Ce document va à contrecourant de la pensée dominante qui est partagée par le PS, l'UMP, les centristes et le FN. Pour les trois premiers, la dette est due aux dépenses publiques qu'il faut donc réduire. Pour le FN, la France est endettée à cause des immigrés.

Bref, une sorte de consensus se fait jour entre ces quatre familles politiques qui ne remettent pas en cause le capitalisme et les inégalités sociales qui lui sont consubstantielles. Ces partis considèrent que la France vit au-dessus de ses moyens. Or, cet affirmation est fausse et malhonnête.

Aussi, une fois n'est pas coutume, je vais publier de très larges extraits de cet audit. D'une part parce qu'il me semble important de relayer les informations qu'il contient. D'autre part, parce que les médias dominants ne lui donnent pas le retentissement qu'il mérite. Enfin, parce qu'il propose des pistes réalistes et sérieuses pour sortir de ces politiques austéritaires de droite et du PS qui font le lit du Front national.

Dès l'introduction, le décor est planté :

« Tout se passe comme si la réduction des déficits et des dettes publiques était aujourd’hui l’objectif prioritaire de la politique économique menée en France comme dans la plupart des pays européens. La baisse des salaires des fonctionnaires, ou le pacte dit “de responsabilité” qui prévoit 50 milliards supplémentaires de réduction des dépenses publiques, sont justifiés au nom de cet impératif.»

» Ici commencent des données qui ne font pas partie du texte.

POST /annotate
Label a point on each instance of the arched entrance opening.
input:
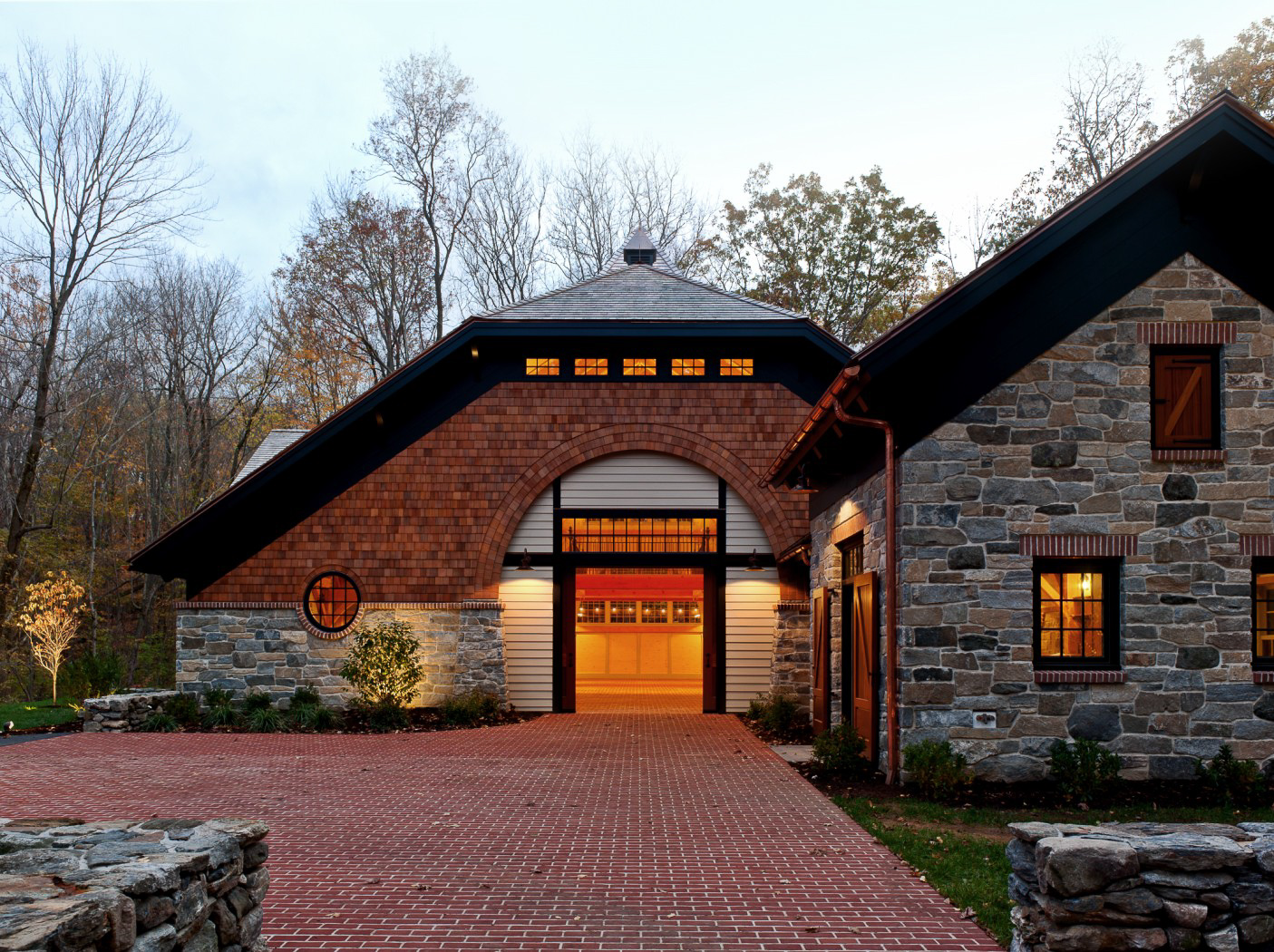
(638, 581)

Or, ce impératif est spécieux et inefficace parce que la dette publique résulte surtout du tarissement des recettes fiscales :

« L’impact combiné de l’effet boule de neige et des cadeaux fiscaux sur la dette publique est majeur : 53 % du PIB (soit 1077 milliards €). Si l’Etat n’avait pas réduit ses recettes et choyé les marchés financiers, le ratio dette publique sur PIB aurait été en 2012 de 43 % au lieu de 90 % »

Le bilan est édifiant :

« Au total, 59 % de l’actuelle dette publique proviennent des cadeaux fiscaux et des taux d’intérêt excessifs. »

Il précise que :

« il apparaît clairement que la dette publique a été provoquée par des politiques économiques largement favorables aux intérêts des créanciers et des riches, alors que les sacrifices demandés aujourd’hui pour la réduire pèsent pour l’essentiel sur les salariés, les retraités et les usagers des services publics. Cela pose la question de sa légitimité.»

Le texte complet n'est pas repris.